Lembaga pengelola investasi negara Danantara mengumumkan rencana investasi sebesar Rp202,4 triliun atau sekitar 13,1 miliar dolar AS untuk empat proyek prioritas pada 2026. Pengumuman disampaikan CEO Danantara, Rosan Roeslani, dalam forum Indonesia Economic Outlook 2026 di Wisma Danantara, Jakarta.
Empat proyek tersebut diberi nama Wamena, Cordova, Fukuoka, dan Johor, yang mencakup pengembangan fasilitas waste-to-energy, pusat data, industri kimia, serta sektor pertanian. Investasi juga mencakup proyek hilirisasi, kemitraan platform global, hingga investasi di Australia.

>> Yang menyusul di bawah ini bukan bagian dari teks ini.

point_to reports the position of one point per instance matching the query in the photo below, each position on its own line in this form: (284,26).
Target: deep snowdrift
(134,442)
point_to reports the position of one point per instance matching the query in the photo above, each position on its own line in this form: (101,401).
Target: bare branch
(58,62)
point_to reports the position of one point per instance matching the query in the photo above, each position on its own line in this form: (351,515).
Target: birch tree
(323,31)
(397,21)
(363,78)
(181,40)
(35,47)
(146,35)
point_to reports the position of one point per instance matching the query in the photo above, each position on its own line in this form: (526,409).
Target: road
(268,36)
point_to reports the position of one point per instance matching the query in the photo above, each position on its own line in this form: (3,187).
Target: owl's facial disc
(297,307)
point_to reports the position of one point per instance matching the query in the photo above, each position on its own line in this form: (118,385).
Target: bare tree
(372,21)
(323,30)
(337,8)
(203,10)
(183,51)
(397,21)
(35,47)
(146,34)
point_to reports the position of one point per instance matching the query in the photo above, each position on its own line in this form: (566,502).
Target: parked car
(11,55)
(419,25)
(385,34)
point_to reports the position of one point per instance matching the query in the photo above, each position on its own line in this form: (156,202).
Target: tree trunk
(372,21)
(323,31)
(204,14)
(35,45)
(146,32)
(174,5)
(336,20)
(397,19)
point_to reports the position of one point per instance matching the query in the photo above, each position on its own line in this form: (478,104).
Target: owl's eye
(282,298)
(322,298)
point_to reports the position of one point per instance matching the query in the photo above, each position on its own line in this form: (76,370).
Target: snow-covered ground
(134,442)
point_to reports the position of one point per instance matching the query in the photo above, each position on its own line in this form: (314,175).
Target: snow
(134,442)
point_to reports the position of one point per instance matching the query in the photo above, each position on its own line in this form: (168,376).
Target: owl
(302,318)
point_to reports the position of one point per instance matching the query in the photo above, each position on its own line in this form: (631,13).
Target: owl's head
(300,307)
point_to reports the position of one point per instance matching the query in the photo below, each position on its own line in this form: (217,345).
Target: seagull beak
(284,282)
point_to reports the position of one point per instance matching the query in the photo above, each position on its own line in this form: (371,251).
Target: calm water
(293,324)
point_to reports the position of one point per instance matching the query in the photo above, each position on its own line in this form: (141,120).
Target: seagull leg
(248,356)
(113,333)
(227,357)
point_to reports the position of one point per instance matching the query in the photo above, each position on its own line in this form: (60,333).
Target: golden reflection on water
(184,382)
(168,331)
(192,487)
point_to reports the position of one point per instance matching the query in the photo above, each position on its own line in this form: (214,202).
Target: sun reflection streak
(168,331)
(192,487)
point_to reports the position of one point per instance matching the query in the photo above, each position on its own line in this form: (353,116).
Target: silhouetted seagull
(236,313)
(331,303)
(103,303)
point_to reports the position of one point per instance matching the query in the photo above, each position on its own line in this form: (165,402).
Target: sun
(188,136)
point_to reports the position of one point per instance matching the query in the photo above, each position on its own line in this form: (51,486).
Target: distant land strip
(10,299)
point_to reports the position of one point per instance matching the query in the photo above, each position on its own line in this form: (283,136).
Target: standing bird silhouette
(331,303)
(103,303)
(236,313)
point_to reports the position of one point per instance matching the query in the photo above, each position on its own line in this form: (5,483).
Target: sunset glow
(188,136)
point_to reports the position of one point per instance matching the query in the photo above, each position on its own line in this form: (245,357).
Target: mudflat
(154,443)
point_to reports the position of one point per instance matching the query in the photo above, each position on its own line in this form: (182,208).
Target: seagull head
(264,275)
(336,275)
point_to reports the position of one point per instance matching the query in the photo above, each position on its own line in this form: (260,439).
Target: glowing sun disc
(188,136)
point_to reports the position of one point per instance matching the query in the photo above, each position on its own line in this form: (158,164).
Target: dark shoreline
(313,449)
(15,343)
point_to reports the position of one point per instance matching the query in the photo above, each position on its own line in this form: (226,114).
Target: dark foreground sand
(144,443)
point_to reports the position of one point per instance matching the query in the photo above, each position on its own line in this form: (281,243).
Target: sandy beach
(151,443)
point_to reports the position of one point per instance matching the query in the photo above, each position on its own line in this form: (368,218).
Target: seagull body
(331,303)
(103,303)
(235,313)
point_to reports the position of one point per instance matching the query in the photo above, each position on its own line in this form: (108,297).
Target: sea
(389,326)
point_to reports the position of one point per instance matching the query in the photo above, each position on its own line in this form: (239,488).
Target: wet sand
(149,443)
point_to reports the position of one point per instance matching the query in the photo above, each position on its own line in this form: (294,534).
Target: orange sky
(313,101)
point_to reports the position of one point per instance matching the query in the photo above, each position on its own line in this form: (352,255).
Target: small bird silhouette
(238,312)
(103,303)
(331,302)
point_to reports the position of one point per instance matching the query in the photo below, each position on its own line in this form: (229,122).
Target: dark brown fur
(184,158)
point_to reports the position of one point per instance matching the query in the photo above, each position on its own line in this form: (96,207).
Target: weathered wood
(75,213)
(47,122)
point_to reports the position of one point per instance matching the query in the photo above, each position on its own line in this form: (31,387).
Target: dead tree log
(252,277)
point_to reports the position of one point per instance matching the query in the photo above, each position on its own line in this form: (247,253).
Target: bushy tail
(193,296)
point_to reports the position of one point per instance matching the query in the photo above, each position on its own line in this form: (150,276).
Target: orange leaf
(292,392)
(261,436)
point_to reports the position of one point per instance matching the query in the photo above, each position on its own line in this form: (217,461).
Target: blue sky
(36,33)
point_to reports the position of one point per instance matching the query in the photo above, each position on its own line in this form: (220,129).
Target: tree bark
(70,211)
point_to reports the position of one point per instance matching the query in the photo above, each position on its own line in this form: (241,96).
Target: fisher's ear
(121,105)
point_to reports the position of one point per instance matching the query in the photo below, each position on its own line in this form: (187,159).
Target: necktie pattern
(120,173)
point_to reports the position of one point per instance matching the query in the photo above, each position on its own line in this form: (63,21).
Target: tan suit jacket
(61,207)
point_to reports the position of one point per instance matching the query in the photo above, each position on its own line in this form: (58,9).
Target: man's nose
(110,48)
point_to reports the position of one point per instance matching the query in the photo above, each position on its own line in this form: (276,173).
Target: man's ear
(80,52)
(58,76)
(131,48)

Rosan menyebut portofolio investasi ini dirancang untuk memperkuat industrialisasi dan mendukung pertumbuhan ekonomi jangka panjang Indonesia.
Fokus energi hingga infrastruktur digital
Proyek Wamena akan mengembangkan fasilitas pengolahan sampah menjadi energi di 33 kota dengan nilai investasi Rp84 triliun. Proyek ini ditargetkan menghasilkan efek pengganda hingga 10 kali lipat guna mendukung pembangunan kota berkelanjutan.
Proyek Cordova akan mengalokasikan Rp13,4 triliun untuk pembangunan fasilitas soda kaustik sebagai bagian dari penguatan hilirisasi industri, dengan target efek pengganda lima kali lipat.
Sementara itu, proyek Fukuoka akan menginvestasikan Rp21 triliun untuk pengembangan platform pusat data bersama operator global. Investasi ini ditujukan mempercepat pembangunan infrastruktur digital nasional dengan target efek pengganda enam kali lipat.
Adapun proyek Johor akan menyalurkan Rp84 triliun untuk investasi sektor pertanian guna memperkuat ketahanan pangan dan menciptakan lapangan kerja, dengan target efek pengganda dua kali lipat.
Dorong pertumbuhan ekonomi dan lapangan kerja
Pada 6 Februari lalu, Danantara juga telah memulai pembangunan enam proyek hilirisasi tahap awal senilai sekitar US$7 miliar atau Rp110 triliun yang tersebar di 13 wilayah di Indonesia.
Tahap awal tersebut mencakup dua proyek hilirisasi bauksit senilai sekitar US$3 miliar, serta pengembangan biojet fuel, bioetanol, industri garam, dan peternakan unggas terintegrasi.
Rosan menegaskan investasi-investasi tersebut diharapkan mampu mendorong pertumbuhan ekonomi nasional dan daerah, memperluas lapangan kerja, serta memperkuat ketahanan industri dan ekonomi Indonesia dalam jangka panjang.